Clash
- Cover from November 2016 edition, featuring Dua Lipa
- Editor: Robin Murray
- Categories: Music magazine
- Frequency: Four times yearly
- First issue: 2004
- Country: United Kingdom
- Language: English
- Website: clashmusic.com
- ISSN: 1743-0801

= Clash (magazine) =

Music and fashion magazine and website

Clash is a music and fashion magazine and website based in the United Kingdom. It is published four times a year by Music Republic Ltd, whose predecessor Clash Music Ltd went into liquidation.

The magazine won awards including the Best New Magazine award in 2004 at the PPA Magazine Awards, Magazine of the Year at the 2011 Record of the Day Awards, and others in England and Scotland.

==History==
Clash was founded by John O'Rourke, Simon Harper, Iain Carnegie and Jon-Paul Kitching. It emerged from the long-running Dundee, Scotland-based free-listings magazine Vibe. Re-launching as Clash Magazine in 2004, it won Best New Magazine award at the PPA Magazine Awards and Music Magazine of the Year at the Record of the Day Awards in 2005 and 2011 respectively.

At the turn of 2011, Clash took on an entirely new look, ditching its previous glossy feel and music-led design for an altogether more artistically-led approach.
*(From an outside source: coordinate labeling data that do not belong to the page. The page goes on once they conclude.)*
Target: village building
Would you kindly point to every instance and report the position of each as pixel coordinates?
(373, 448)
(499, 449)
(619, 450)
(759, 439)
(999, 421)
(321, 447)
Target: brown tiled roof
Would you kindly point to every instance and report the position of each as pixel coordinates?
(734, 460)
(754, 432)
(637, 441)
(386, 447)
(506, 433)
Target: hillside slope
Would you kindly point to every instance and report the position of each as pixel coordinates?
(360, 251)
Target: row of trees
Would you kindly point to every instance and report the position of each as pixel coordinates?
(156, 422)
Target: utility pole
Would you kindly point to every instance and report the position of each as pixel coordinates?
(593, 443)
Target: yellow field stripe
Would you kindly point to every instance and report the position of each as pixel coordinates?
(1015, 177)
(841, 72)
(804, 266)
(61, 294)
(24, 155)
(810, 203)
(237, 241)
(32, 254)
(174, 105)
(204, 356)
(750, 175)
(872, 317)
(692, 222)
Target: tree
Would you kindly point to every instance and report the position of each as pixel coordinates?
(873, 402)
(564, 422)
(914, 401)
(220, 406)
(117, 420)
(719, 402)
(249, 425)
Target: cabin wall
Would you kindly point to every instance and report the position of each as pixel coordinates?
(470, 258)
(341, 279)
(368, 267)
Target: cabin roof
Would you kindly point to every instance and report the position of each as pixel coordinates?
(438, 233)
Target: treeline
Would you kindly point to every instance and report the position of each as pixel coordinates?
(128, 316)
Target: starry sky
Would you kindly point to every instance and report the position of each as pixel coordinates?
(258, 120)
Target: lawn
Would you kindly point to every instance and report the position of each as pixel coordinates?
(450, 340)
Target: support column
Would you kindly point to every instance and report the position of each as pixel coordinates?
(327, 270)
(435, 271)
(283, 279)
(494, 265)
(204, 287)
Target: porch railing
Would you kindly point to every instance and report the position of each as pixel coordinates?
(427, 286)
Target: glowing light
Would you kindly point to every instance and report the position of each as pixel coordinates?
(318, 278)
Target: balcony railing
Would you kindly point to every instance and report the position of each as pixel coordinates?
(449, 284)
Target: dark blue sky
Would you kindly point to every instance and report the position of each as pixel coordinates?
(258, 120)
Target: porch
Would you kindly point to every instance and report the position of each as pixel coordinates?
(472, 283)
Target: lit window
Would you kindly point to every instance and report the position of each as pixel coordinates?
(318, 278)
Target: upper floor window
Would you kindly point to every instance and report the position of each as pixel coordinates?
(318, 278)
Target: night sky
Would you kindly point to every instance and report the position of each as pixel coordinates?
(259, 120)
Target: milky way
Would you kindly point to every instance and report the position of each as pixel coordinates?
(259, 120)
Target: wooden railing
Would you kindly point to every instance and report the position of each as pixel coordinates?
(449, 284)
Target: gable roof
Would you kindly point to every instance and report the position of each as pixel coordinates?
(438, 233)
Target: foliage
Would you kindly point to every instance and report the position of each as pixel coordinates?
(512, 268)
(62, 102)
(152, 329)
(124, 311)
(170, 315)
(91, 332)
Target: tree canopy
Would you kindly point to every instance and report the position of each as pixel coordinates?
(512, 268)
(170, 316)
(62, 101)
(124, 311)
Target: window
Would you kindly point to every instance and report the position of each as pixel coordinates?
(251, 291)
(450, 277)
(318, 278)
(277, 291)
In 2013, it launched a Smartphone channel, the iOS Apple Magazine app of which went on to win 'Best Music Magazine' at the Digital Magazine Awards. In February 2014 it expanded into Android handsets.

In November 2014, the magazine published its 99th edition, but then withdrew from print publication in favour of moving to an online-first operation. The Web-based service continued throughout the magazine's absence from the news-stands. In late 2015 it was announced that Clash would return to print as a bimonthly magazine from February 2016, beginning its revived run with a 100th issue special.

==Positioning==
The publication draws on the larger Clash brand, which extends to live events around the country and festival partnerships/parties (such as RockNess, Snowbombing, and SXSW), and the website, ClashMusic.com. 2011 saw Clash partner Levi's and Spotify to bring Primal Scream to London's Electric Brixton for one of their final shows with the former the Stone Roses member, Mani.

The Clash Live brand's London activity used to incorporate a once-monthly club night at the Lexington, part of their tastemaking Ones To Watch section, which has played host to acts including Swimming, Three Trapped Tigers, Alpines and Wild Palms. More recently, this activity re-branded to be called 'Next Wave' in order to reflect internal changes in the magazine and now enjoys a residency at Hackney's new Oslo venue.

==ClashMusic.com==
ClashMusic.com launched in early 2008. The website often encompasses a wider variety of genres than its parent magazine, with pieces on left field acts like Gonjasufi and Perfume Genius, as well as emerging artists, appearing alongside content that ties in with magazine-featured artists. The website features numerous ongoing features such as "DJ Disasters", "Rapture & Verse" and "A Letter From...". It runs a Track of the Day feature from Monday to Friday.

The website underwent a redesign in October 2012, bringing it in line with the look of the print magazine.

===Clash Essential 50===
On 30 March 2009, ClashMusic began publishing the Essential 50—fifty albums which the website considered "the 50 greatest, most significant, downright brilliant albums of Clashs lifetime". Made up entirely of albums released in the past five years, the list was published in sections of three, with the top ten being released individually between 15 and 24 April 2009.

==Awards==
- Music Magazine of the Year – Digital Magazine Awards, 2013
- Magazine of the Year – Record Of The Day Awards, 2011
- Magazine of the Year – PPA Scotland Magazine Awards, 2008
- Consumer Magazine of the Year – PPA Scotland Magazine Awards, 2008
- Consumer Magazine Editor of the Year – PPA Scotland Magazine Awards, 2007
- Best Magazine Design of the Year – PPA Scotland Magazine Awards, 2007
- Music Magazine of the Year – Record of the Day Awards, 2005
- Best New Magazine – PPA Scottish Magazine Awards, 2004

Clash was nominated for Best Music Magazine and Best Podcast at the 2008 BT Digital Music Awards.